If you want to run it from Linux, you'll need:

  • EITHER: Fedora 9 and the Fedora Live USB Creator app.
  • OR: Fedora 10 with the liveusb-creator package installed.
  • A Fedora 9 ISO.
  • A 2GB or larger flash drive.

One of the nice features of the Fedora LiveUSB Creator is that it is non-destructive, meaning that any data on your flash drive is left intact. Fedora also uses Grub rather than ISOLinux as its bootloader, which means you can boot, test and work with your Fedora flash drive straight from a virtual machine using a command line like this:
qemu –hda /dev/sdb

You'll obviously need enough RAM to run both your host operating system and the guest Fedora flash install, and you'll probably want to have the KQemu kernel module installed to make Qemu run at an acceptable speed!

Installing Fedora from Linux

Because the Fedora Live USB Creator is written using Python and Qt, it's completely cross-platform – that Windows program runs just the same on Linux, albeit with a few dependencies that need to be sorted out first.

To get started, go to System > Add/Remove Software, then install both PyQt 4 (you don't need to the –devel packages), and SysLinux.

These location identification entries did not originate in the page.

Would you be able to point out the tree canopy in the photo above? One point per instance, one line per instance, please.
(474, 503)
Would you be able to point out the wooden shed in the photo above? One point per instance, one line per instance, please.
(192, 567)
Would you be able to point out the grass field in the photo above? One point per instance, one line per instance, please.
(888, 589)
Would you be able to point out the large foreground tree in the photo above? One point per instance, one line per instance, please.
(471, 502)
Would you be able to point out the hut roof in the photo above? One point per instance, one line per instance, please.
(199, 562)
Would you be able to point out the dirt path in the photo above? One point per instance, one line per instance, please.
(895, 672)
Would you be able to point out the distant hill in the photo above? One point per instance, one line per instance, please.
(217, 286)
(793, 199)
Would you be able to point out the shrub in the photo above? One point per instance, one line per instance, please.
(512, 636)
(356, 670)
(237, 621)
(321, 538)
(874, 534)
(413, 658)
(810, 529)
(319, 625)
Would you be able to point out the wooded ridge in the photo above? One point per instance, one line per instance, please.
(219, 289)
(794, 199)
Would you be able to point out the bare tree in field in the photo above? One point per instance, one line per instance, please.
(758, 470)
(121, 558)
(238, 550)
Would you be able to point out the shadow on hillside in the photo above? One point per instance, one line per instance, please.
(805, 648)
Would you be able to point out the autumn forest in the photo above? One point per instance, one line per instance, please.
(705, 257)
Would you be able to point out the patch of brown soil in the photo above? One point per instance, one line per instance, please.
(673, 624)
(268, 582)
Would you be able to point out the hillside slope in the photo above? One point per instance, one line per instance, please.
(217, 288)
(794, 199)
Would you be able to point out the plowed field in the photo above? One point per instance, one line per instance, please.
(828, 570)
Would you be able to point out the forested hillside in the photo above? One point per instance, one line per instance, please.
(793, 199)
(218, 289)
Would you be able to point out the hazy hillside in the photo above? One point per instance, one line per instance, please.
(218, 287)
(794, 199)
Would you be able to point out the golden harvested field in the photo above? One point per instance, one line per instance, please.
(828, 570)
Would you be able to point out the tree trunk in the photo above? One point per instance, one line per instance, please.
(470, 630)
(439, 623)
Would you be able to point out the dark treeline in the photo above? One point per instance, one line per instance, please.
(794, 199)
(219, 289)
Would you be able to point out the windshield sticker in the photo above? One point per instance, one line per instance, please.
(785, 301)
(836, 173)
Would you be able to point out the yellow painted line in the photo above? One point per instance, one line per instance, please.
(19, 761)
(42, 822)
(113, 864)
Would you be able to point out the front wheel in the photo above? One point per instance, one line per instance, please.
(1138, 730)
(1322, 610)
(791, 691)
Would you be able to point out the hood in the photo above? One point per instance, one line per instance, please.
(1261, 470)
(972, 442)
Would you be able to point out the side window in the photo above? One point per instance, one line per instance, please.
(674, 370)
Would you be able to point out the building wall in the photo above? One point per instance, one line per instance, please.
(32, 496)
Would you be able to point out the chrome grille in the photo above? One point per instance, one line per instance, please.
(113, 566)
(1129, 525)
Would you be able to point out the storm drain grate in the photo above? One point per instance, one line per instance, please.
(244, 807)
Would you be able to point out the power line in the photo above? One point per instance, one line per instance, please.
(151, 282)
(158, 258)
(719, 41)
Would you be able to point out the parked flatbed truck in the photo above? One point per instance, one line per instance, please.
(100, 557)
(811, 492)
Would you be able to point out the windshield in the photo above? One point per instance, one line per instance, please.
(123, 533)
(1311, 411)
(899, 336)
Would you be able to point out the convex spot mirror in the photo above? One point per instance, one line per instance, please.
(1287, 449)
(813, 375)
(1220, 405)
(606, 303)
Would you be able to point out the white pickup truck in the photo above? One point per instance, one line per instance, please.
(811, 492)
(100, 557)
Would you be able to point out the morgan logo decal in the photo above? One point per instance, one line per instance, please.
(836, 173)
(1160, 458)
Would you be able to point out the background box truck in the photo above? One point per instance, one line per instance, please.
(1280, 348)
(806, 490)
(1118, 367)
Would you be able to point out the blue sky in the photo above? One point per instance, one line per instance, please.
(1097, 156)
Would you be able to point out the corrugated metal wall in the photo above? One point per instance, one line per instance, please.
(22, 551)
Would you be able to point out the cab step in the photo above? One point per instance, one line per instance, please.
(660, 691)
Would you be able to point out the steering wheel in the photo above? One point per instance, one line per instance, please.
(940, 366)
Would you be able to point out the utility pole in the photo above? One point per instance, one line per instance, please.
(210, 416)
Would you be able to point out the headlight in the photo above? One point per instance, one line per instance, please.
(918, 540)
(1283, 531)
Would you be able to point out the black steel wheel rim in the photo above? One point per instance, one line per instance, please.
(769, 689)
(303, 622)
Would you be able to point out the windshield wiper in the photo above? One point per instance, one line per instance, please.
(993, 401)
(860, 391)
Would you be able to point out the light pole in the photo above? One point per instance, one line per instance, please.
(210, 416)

Once that's done, pop in your LXF coverdisc from this issue and browse to the System folder, where you should find the Live USB Creator RPM file. Run this as root:
rpm –i liveusb-creator-2.7.1.fc9.noarch.rpm

Once that's done, the program will be available to run from under the Tools > liveusb-creator menu. You'll need to enter your root password, but otherwise it's the same look, feel and functionality as the Windows version, thanks to its Python/Qt base – make sure you have your Fedora ISO and USB drive ready.